Student: [your name here]

Collaborators: [N/A]

Notes to the teacher: [N/A]

### Learning Objectives for notebook 

Part II

* The Dot Product
* Mean Square Error
* Gradient Descent
* Matrix Factorization

Helpful links:
* [Dot product 1: Built In](https://builtin.com/data-science/dot-product-matrix)
* [Dot product 2: Better Explained](https://betterexplained.com/articles/vector-calculus-understanding-the-dot-product/)
* 

In case you're curious:
* [Basic Markdown Syntax](https://www.markdownguide.org/basic-syntax/)
* [LaTex putting math in your Jupyter Notebooks](https://towardsdatascience.com/write-markdown-latex-in-the-jupyter-notebook-10985edb91fd)
* [Generating a table in Markdown](https://www.tablesgenerator.com/markdown_tables)

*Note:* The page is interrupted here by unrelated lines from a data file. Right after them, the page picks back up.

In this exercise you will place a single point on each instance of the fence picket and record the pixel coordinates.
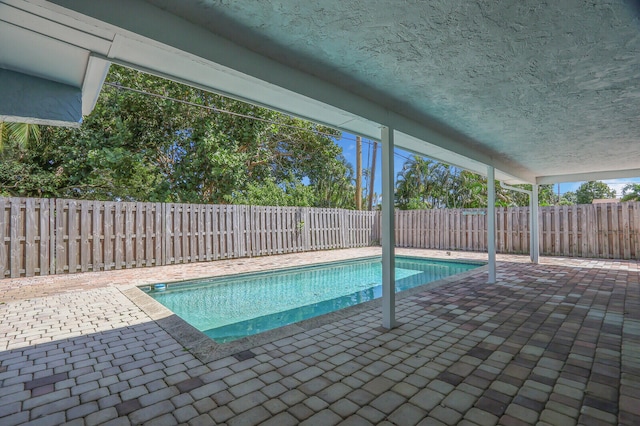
(40, 236)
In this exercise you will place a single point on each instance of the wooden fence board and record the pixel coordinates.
(42, 237)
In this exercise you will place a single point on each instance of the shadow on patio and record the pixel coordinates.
(557, 343)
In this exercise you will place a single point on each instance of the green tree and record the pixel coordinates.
(568, 198)
(150, 148)
(20, 134)
(592, 190)
(631, 192)
(424, 184)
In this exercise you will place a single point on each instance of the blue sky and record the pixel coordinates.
(348, 144)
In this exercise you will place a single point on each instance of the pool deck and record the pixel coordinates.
(556, 343)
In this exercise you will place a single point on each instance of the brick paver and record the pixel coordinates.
(555, 343)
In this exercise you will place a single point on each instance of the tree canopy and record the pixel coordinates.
(424, 184)
(631, 192)
(138, 147)
(593, 190)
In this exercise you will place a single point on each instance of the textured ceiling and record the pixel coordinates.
(552, 87)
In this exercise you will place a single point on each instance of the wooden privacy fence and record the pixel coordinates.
(610, 231)
(56, 236)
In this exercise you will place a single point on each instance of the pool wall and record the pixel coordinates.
(207, 350)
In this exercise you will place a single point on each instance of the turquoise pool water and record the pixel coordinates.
(228, 308)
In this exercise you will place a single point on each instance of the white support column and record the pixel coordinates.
(491, 223)
(535, 240)
(388, 232)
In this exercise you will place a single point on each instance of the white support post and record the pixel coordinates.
(491, 223)
(535, 239)
(388, 232)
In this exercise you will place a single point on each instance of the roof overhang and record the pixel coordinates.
(231, 50)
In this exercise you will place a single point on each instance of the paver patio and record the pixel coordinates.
(555, 343)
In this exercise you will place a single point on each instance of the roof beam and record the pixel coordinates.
(148, 24)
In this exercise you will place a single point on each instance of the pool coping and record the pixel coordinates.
(207, 350)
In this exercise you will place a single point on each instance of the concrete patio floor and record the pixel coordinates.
(556, 343)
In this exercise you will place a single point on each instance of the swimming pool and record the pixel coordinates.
(228, 308)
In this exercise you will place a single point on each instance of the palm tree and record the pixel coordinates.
(20, 134)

Note: Code for this notebook is largely sourced from other published articles. Credit where it's due: [Denise Chen](https://towardsdatascience.com/recommendation-system-matrix-factorization-d61978660b4b), who has an awesome article on exactly this topic. [George Seif](https://towardsdatascience.com/understanding-the-3-most-common-loss-functions-for-machine-learning-regression-23e0ef3e14d3) discusses Mean Squared Error. 

### The Dot Product

The dot product formula looks like the following. 

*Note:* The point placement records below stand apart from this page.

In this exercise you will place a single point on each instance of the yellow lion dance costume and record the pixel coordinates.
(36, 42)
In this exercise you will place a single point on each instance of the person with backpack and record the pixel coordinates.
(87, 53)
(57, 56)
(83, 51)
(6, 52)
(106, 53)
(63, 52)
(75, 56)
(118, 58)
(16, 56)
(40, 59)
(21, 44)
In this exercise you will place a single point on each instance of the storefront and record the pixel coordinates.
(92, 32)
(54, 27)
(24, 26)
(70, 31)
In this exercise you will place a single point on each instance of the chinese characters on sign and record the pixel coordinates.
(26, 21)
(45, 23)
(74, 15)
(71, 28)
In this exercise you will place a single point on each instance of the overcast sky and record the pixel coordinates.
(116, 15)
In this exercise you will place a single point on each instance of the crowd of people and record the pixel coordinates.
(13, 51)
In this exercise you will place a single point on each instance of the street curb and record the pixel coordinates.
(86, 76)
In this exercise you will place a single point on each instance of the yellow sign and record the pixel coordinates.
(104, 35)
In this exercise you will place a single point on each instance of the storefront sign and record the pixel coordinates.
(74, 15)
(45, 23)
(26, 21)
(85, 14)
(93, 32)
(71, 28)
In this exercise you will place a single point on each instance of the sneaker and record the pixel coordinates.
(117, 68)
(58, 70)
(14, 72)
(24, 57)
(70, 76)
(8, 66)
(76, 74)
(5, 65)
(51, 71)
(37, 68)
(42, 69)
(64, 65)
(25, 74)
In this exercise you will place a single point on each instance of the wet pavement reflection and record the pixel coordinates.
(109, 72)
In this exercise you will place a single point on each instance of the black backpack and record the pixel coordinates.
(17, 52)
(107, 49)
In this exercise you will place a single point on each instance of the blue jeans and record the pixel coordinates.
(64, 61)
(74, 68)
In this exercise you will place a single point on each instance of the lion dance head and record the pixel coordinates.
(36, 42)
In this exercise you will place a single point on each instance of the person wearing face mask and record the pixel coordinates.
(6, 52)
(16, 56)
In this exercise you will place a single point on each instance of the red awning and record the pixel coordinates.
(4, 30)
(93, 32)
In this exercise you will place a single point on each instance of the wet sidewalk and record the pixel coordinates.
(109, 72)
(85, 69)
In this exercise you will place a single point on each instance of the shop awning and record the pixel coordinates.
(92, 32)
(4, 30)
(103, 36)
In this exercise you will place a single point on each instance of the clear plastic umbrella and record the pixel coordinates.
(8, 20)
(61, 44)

$$ \vec{a} \, \cdot \, \vec{b} = {a_1} \cdot \, {b_1}  + {a_n} \cdot \, {b_n}  $$

Let's think about matrices. To me the term has long had a connotation of mysterious, and difficult. Let's try and simplify things. A matrix is just a 2-dimensional array (at least to start). It is a series of one-dimensional arrays--or vectors--and that is pretty easy to understand. In looking at recommender systems it makes sense that we would have a vector. Consider the example below, where `Fn` is a feature number, and `U1` is a user. In this case we are simply saying, we know how much our user likes particular features. Just what are those features? We don't care right now! :D

|User |  F1 |  F2 | F3  | F4  |
|---|---|---|---|---|
| u1  | 1  | 3  |  7 |  0 |

Now let's imagine that we had another vector, but for this one we have items. The features between the two are the same, but on one hand we want to know how similar the user is to the item. In essence, which item should we recommend? Well to be honest, we can't do that with just a vector. We could take a guess at how much `u1` will like `i1`. That's going to be result of the dot product. 

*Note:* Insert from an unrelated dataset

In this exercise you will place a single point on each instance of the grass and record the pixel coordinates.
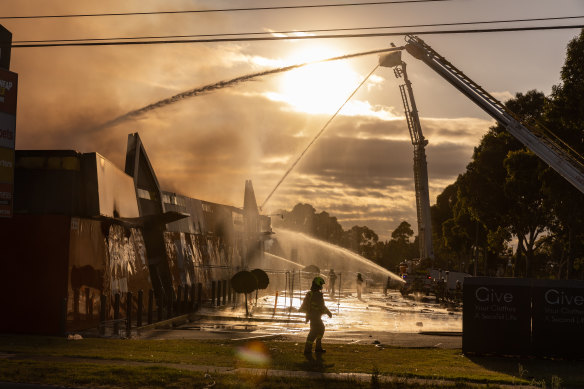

|Item |  F1 |  F2 | F3  | F4  |
|---|---|---|---|---|
| i1  | 5  | 2  |  8 |  9 |

Let's multiply these two vectors. That's going to look like this:

$$ u1(F1) \cdot i1(F1) + u1(F2) \cdot i1(F2) + u1(F3) \cdot i1(F3) + u1(F4) \cdot i1(F4) = Total Similarity $$

Now there's a couple things to note. 

The first is `WHERE DID OUR VECTOR GO?` That's right it's gone, and when you look at the formula it makes sense.

$$ \vec{a} \, \cdot \, \vec{b} = {a_1} \cdot \, {b_1}  + {a_n} \cdot \, {b_n}  $$

Think of it this way. You may like a videogame for many reasons (features), but your overall liking of the game is a single score.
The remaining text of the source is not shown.